I want to comment about the podcast's discussion on gamer entitlement, specifically Mass Effect 3's ending and the outrage that followed.
I'm not sure how many people in the podcast – can't recall right now – played the ME series to the end of ME3 (I think Domino was the only one), but I got the feeling that everyone in the room was missing (not deliberately), or unaware of, a very large point of the outrage. Ghaleon most especially was missing the mark.
Let's take a Halo example (two, even!). The stories in Halo 3 and Reach are largely considered bad, or at the very least not up to par. In the fallout of both releases, you never saw a campaign to change the stories for either game (at the very least not to the level there was of Mass Effect 3). The fans, by and large, accepted the stories and moved on. The only semblance of a campaign you got, story related, was after the release of Reach, and that wasn't a campaign to change the story, but to provide clarity about the differences between Reach and The Fall of Reach. Is Reach's story canon? Is The Fall of Reach not canon any more? How will 343 resolve the differences between the novel and the game?
Mass Effect 3's situation is not entirely the same. Ghaleon, at some point in the podcast, was singling out the story as if the only problem was the story. It was not.

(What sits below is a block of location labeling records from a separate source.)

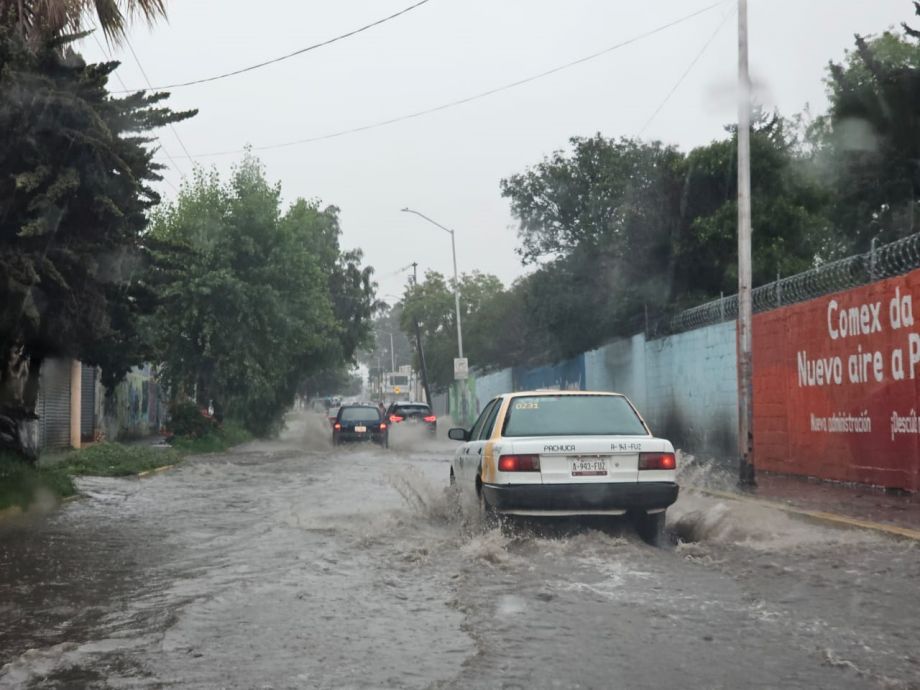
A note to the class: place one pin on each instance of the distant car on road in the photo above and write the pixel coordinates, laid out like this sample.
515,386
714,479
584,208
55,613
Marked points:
412,413
360,422
555,453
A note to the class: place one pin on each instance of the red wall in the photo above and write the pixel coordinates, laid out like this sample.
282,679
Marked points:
794,429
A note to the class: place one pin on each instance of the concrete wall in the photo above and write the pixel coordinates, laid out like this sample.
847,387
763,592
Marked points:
692,390
135,408
490,385
684,385
619,366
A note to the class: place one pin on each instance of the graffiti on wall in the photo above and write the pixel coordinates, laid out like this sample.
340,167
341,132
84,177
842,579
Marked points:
836,384
135,407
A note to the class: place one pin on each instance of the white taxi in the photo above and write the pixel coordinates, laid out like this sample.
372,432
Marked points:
566,453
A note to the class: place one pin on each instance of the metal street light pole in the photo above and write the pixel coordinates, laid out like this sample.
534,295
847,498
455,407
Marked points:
745,356
453,247
392,355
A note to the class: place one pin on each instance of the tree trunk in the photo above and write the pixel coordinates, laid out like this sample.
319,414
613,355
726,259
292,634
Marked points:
19,381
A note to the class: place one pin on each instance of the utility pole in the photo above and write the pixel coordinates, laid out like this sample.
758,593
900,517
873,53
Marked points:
746,475
392,355
418,342
453,249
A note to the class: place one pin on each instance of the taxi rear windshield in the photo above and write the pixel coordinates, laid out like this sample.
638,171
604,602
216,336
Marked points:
360,414
412,409
572,415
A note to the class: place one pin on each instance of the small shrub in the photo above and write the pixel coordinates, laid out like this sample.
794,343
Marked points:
186,420
116,460
21,482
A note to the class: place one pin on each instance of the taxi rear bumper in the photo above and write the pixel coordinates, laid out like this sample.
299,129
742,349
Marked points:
575,498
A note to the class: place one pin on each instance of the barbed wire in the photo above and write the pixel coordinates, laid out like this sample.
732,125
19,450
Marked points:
889,260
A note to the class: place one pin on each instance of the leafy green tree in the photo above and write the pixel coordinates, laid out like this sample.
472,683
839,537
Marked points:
76,169
869,142
253,302
618,227
431,302
38,20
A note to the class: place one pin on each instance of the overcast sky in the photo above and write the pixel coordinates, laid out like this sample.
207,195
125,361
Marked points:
448,164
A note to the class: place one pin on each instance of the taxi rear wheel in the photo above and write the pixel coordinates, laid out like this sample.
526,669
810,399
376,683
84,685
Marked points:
650,527
488,516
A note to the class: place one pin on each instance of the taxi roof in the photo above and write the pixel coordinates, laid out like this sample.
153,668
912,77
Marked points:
552,391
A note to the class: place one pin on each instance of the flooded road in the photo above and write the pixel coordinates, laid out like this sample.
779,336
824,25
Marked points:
289,564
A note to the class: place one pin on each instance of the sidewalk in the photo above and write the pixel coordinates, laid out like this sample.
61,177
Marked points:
846,505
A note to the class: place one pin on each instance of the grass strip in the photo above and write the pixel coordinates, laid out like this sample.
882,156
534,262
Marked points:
23,483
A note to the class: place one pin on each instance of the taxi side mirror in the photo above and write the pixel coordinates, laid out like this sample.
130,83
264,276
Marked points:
458,434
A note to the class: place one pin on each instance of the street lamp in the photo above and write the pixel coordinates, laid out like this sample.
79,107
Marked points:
453,247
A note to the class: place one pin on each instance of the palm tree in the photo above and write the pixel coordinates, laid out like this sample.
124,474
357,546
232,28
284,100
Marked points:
39,19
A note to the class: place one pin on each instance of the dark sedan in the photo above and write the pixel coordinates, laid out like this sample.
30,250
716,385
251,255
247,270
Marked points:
412,413
360,423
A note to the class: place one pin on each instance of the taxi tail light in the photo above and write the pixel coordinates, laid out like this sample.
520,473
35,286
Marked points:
657,461
519,463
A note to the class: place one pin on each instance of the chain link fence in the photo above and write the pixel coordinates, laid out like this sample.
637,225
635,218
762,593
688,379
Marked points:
879,262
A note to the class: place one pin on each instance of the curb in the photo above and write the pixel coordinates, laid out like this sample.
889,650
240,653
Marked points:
819,515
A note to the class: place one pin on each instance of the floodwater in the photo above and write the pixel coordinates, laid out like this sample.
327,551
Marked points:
288,564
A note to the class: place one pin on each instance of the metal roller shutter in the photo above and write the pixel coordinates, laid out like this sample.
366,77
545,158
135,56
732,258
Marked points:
54,403
87,402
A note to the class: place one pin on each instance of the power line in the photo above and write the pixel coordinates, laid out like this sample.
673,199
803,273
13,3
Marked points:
301,51
171,125
475,97
162,148
686,73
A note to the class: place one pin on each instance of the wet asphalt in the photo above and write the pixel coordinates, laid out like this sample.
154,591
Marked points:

You can't single out the story and take it by itself, concluding that this is what the storyteller wanted to say, because the story was intrinsically linked to the gameplay. I.e., the decisions you made along the way. You cannot simply say "this is the story the writer wanted to tell" when the whole point of the franchise to let the fans shape their own story. I was there for Mass Effect in the beginning. From the first rumblings about the franchise, BioWare repeatedly said your choices will matter. The story you shape will largely be your own; your decisions will affect the outcome. Even during ME3's development, BioWare was saying the same thing: Your choices will matter. Mass Effect 3 comes out, and your choices have little if any affect on the ending. BioWare lied about ME3.
I think the fan reaction to Mass Effect 3 would be very different if BioWare had delivered on the promise of "your choices will matter" even if every outcome lead to a "bad" ending. I can't say for certain, though, that there would be no campaign to change any of these many endings – and/or add new ones – but the outrage about the ending was as much "your choices don't matter" as it was "the ending sucks." Combine the two together and you got the reaction that you did. That's how I saw it.
Personally, the ending was bad, and I was disappointed that my choices never had any meaning. I did some complaining on the internet, shrugged it off, then went back to my daily life. But I was very disappointed – I had been following the franchise since 2006 (nearly six years) and to end up with something like that... Now, I understand BioWare's position somewhat. If they realized at some point in the development cycle that they wouldn't be able to deliver many different endings depending on any number of decisions a player can make, I see why they wouldn't state that publicly during the development process (fan reaction).
With Mass Effect 3, I think it largely came down to this: BioWare over promised and under delivered in too many ways. The conclusions you guys reach – gamer entitlement is to blame – may be correct even with the point I bring up, but it's an important factor that I felt was missing from your conversation. The discussion felt cheapened.